SCI-Arc Launches Liberal Arts Curriculum for its Bachelor of Architecture Program
SCI-Arc is pleased to announce the launch of a new Liberal Arts curriculum for the school’s five-year Bachelor of Architecture professional degree program.
“We are excited by the dynamic curriculum that Tom Wiscombe, Chair of the B.Arch Program, has put together,” said SCI-Arc Director Hernan Diaz Alonso. “Coupled with the school’s design studio culture, these new courses will afford students the opportunity to have a complete education while expanding their engagement with the architectural discourse.”
“The vocational model of architectural education is dead. Contemporary architects need to be intellectually savvy and able to articulate and defend positions to a broad array of audiences. We need to be attentive to the fast-changing world where different forms of knowledge disrupt one another and create new ways of seeing, making, and thinking,” says Tom Wiscombe. “The goal of this new curriculum at SCI-Arc is no less than to create students who will become the architectural leaders of our time.
Liberal Arts at SCI-Arc reimagines the training of young architects today, offering students breadth of knowledge and critical thinking skills to complement their design studio education. Non-architectural content serves the students in two ways: firstly, as an intensive series of courses within the core concentrations of art, philosophy, science, and history; and secondly, as a flexible series of elective seminars taught by leading thinkers, writers, theorists, and practitioners in a wide range of fields and subjects, from media theory to gender studies to new models of nature.
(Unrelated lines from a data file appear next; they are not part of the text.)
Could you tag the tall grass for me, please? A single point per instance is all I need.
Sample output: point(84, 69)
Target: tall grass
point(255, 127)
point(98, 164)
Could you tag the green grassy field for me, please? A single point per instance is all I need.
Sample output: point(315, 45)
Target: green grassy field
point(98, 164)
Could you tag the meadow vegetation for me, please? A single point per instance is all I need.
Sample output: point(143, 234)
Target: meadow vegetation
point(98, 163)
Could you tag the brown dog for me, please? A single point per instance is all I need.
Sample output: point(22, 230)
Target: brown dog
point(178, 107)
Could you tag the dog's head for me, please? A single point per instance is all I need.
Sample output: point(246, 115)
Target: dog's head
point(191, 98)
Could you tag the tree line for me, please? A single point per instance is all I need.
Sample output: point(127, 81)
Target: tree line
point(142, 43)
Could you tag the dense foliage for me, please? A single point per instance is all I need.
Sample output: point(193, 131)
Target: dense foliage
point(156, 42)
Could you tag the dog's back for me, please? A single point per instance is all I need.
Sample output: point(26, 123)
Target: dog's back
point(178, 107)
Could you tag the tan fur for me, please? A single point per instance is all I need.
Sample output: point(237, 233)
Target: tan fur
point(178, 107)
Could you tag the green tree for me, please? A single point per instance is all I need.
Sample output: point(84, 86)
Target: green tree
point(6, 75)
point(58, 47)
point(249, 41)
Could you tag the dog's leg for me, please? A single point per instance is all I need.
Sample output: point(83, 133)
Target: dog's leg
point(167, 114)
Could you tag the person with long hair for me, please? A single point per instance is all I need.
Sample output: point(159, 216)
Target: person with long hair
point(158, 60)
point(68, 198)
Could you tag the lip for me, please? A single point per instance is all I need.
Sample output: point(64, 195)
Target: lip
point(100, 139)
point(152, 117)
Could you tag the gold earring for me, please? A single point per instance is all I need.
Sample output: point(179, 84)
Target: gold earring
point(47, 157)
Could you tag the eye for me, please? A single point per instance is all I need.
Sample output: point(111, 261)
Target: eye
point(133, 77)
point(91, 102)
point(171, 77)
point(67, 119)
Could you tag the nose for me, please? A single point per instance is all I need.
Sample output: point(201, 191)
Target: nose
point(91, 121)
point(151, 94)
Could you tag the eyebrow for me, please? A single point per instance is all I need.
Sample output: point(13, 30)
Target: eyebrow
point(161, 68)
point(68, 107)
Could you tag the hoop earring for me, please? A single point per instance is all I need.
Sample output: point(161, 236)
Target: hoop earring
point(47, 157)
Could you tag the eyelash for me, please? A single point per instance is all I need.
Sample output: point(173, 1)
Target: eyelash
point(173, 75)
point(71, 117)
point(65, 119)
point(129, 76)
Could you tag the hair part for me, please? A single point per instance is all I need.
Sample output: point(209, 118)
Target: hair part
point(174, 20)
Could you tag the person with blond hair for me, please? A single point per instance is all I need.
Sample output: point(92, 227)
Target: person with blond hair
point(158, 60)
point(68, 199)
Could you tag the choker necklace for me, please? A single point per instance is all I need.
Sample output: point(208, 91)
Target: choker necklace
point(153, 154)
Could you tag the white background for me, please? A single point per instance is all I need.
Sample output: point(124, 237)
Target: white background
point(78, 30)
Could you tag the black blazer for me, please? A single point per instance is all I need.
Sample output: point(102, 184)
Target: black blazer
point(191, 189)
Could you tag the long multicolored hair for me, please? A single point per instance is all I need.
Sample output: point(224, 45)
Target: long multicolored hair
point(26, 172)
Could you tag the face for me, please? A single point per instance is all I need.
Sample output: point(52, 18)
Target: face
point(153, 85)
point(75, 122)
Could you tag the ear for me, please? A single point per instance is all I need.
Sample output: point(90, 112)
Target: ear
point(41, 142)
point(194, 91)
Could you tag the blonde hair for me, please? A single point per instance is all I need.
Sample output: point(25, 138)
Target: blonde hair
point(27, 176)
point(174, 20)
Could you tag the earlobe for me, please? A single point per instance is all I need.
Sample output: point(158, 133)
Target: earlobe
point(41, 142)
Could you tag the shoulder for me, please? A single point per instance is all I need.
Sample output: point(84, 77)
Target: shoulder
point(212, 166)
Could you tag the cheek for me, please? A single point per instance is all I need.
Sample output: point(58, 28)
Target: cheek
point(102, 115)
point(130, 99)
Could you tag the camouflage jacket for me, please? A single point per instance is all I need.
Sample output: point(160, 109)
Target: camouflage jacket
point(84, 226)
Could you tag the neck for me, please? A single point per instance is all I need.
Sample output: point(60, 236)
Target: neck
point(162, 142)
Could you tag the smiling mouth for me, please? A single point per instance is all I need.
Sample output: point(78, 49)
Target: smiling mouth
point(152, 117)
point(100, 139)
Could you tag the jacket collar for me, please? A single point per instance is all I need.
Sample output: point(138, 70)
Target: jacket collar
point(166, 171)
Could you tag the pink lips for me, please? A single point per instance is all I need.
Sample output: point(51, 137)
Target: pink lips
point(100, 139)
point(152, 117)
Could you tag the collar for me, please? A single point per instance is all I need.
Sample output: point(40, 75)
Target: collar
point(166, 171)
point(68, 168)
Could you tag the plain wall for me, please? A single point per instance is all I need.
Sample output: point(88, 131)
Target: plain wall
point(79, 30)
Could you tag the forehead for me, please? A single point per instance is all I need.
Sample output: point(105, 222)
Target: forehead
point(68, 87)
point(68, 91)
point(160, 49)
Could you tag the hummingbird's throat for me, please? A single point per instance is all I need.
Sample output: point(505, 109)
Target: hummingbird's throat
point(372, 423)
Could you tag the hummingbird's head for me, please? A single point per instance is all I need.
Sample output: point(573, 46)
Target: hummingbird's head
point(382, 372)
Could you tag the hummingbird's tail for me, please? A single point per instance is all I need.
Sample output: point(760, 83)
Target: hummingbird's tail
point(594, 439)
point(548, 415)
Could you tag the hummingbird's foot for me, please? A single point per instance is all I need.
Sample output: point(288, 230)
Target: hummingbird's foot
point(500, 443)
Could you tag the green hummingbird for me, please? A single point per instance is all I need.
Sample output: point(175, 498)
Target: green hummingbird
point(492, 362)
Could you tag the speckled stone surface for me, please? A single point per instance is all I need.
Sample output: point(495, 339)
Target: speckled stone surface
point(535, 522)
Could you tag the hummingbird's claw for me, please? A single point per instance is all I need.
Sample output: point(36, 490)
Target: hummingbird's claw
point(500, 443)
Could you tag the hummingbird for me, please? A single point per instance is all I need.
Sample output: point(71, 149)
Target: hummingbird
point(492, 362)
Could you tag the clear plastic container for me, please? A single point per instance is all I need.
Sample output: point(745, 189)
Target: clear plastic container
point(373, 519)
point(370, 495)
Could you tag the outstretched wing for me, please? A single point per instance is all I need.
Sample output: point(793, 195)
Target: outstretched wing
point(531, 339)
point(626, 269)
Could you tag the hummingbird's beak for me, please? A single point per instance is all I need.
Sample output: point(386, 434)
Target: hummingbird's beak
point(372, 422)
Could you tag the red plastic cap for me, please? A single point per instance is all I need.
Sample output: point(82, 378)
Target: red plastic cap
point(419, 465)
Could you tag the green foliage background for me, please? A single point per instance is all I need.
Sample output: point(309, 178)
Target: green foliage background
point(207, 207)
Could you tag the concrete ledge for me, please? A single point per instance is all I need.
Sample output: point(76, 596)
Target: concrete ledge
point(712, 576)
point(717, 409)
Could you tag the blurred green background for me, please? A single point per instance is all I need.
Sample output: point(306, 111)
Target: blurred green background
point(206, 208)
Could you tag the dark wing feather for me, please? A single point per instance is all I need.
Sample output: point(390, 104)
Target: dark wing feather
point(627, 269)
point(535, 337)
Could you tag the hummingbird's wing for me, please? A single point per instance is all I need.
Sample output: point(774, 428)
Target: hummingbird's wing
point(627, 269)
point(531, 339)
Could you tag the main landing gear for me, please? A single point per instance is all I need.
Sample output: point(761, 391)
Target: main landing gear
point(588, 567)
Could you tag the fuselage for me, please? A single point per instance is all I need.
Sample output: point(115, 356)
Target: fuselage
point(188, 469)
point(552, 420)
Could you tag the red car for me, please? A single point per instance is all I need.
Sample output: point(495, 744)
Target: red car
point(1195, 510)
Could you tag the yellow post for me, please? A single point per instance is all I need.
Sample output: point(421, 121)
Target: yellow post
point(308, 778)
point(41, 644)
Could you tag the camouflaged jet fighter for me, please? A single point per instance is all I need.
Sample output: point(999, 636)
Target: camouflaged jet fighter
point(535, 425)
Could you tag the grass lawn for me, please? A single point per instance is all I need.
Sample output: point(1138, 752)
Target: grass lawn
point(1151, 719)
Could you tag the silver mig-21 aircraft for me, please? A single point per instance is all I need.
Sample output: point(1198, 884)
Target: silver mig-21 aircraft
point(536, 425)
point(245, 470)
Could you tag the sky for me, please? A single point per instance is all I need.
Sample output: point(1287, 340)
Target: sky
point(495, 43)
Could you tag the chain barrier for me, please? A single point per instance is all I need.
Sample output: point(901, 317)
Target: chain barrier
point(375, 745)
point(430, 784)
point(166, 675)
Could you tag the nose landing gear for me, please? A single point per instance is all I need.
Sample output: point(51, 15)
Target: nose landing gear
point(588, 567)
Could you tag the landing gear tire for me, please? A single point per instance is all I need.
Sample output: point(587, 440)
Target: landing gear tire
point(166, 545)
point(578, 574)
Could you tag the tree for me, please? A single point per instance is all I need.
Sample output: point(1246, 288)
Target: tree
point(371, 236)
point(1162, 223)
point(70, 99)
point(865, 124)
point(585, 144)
By preparing students to think critically, engage other disciplines directly, and acquire knowledge through research, writing, and debate, students are positioned to understand the inherent complexity and expertise required in more specific fields during the later sequence of the B.Arch program.
“The ethos of risk taking shared by all of our humanities courses not only stokes curiosity, but nurtures self-confidence,” says Liberal Arts Coordinator Jake Matatyaou. “The curriculum is designed to prepare students to meet the high standards of B.Arch thesis work, as well as for specific engagement within their field and the profession of architecture.”
At a time when an increasing number of colleges and universities are defunding the humanities, SCI-Arc is investing in the Liberal Arts and providing its students with foundational knowledge and multiple perspectives in art, art history, literature, new models of understanding nature and society, culture and civilization, philosophy, rhetoric and debate, film, and computation. Included in the Liberal Arts curriculum is a Masterclass series taught by international figures in their respective areas of expertise, such as theorist Benjamin H. Bratton, Professor of Visual Arts and Director of the Center for Design and Geopolitics at the University of California, San Diego; ecological theorist and philosopher Timothy Morton, Rita Shea Guffey Chair in English at Rice University; and Sianne Ngai, Professor of English at Stanford University, who specializes in American literature, literary and cultural theory, and feminist studies. In 2015-2016, SCI-Arc’s Masterclass series featured two of the fifty most influential living philosophers, Timothy Morton and Graham Harman.
Last spring, SCI-Arc announced the appointment of Graham Harman as Distinguished Professor of Philosophy. Harman, author of The Quadruple Object, Weird Realism: Lovecraft and Philosophy, and most recently Immaterialism: Objects and Social Theory, is widely known as a key figure in the contemporary speculative realism movement in philosophy and for his development of object-oriented ontology. This fall Harman will be joined by the following new Liberal Arts Faculty: Adam Lawrence, Jia Gu, Kavior Moon, and Michael Stock.